Congress created the SGR in 1997 to check rising health care costs. According to the formula, “the amount Medicare pays doctors for an average Medicare patient can’t grow faster than the economy as a whole.” In 2002, medical inflation outpaced economic growth and Congress stepped in to avert the cuts. Between 1999 and 2008, Congress patched the SGR formula six different times.
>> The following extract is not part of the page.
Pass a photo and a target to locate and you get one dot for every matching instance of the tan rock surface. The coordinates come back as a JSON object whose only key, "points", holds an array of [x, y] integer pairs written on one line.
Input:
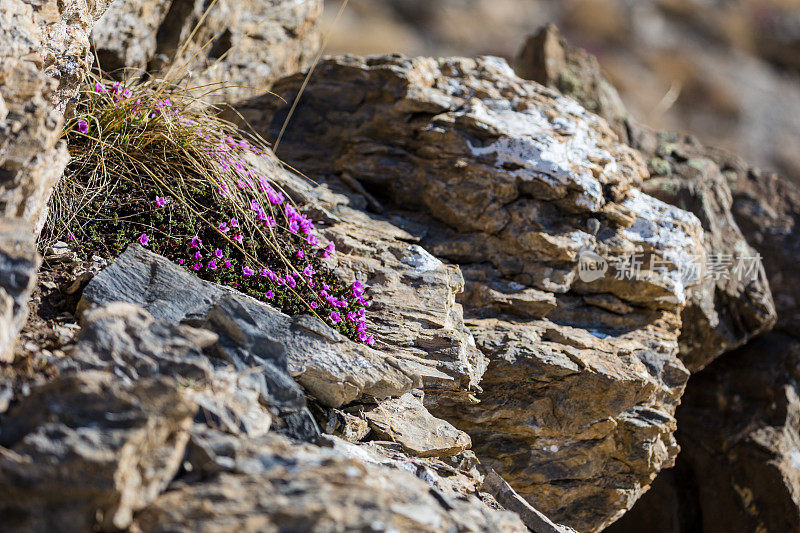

This year, as Democrats attempted to patch the cut by offering a floor amendment outside of the major health care reform bills, Republicans and some conservative Democrats argued that “the $247 billion Medicare bill would violate Mr. Obama’s vow that health care legislation not add ‘one dime’ to the budget deficit. Senate Majority Leader Mitch McConnell (R-KY) accused Obama of breaking his campaign pledge:

And now the Democrats in Congress are proposing that we put another quarter of a trillion dollars on the government charge card in order to prevent a cut in the reimbursements for doctors who treat Medicare patients. All of us want to keep this cut from happening, but the American people do not want us to barrow another cent to pay for it. And they don’t want Democrats to pretend that this quarter of a trillion dollars isn’t part of the cost of health care reform. Because it is. It is also a clear violation of the President’s pledge that health care reform wouldn’t add a single dime to the deficit over the next decade.

Watch it:

But McConnell supported paying for the SGR patch with deficit spending before he opposed it. Since Congress began fixing the formula in 1999, he — and the majority of the Republican party — rarely objected to barrowing “another cent to pay for it.” McConnell has voted to patch the SGR five different times, three of his votes resulted in increased deficits:


Year Name Of Bill Provisions Vote Did It Add To Deficit?
1999 Incorporated into an omnibus bill Eliminated Medicare reimbursement cuts for 2000 through 2002. Senate: 74-24

House: 216-210
NO
2003 The Medicare Modernization Act of 2003 Eliminated Medicare reimbursement cuts for 2004 and 2005. Senate: 54-44

House: 220-215 Nays
YES, provision added 600M in 2004; $1.2B in 2005.
2005 Deficit Reduction Act of 2005 Averted a scheduled 4.4% cut. Senate: 51 – 50

House: 212-206
NO, generated $39B 2006-2010.
2006 Tax Relief and Health Care Act of 2006 Averted a scheduled 5.0% cut. Senate: 79-9

House: 367-45
YES, added $29 billion.
2007 Medicare, Medicaid, and SCHIP Extension Act of 2007 Averted a scheduled 10.1% cut. Senate: Unanimous Consent

House: 411-3
YES, full bill added about $1.4B.
2008 Medicare Improvement for Patients and Providers Act of 2008 Averted a scheduled 11% cut. Senate: 70-26

House: 383-41
NO, Congress overrode Bush’s veto; Reduce deficits by $0.1B

Ultimately, the SGR fix has little to do with health care reform. After all, the patch is not adjusting unsustainable growth in health care spending or some other system imbalance. It is fixing a failed complex formula that Congress created to control health care spending.

The formula is ineffective in holding down physician expenditures because it “does little to counter the inherently inflationary nature of fee-for-service payment” (which encourages physicians to prescribe more care) and treats every physician in every region exactly the same. “It neither rewards physicians who restrain volume growth nor punishes those who prescribe unnecessary services.”

Congress should eliminate the scheduled pay cut and fix the formula, but physicians should not receive a blank check. Instead, they should be required to adopt efficiencies and delivery system reforms. After all, if the purpose of the SGR is to reduce health care spending, physicians should play their part.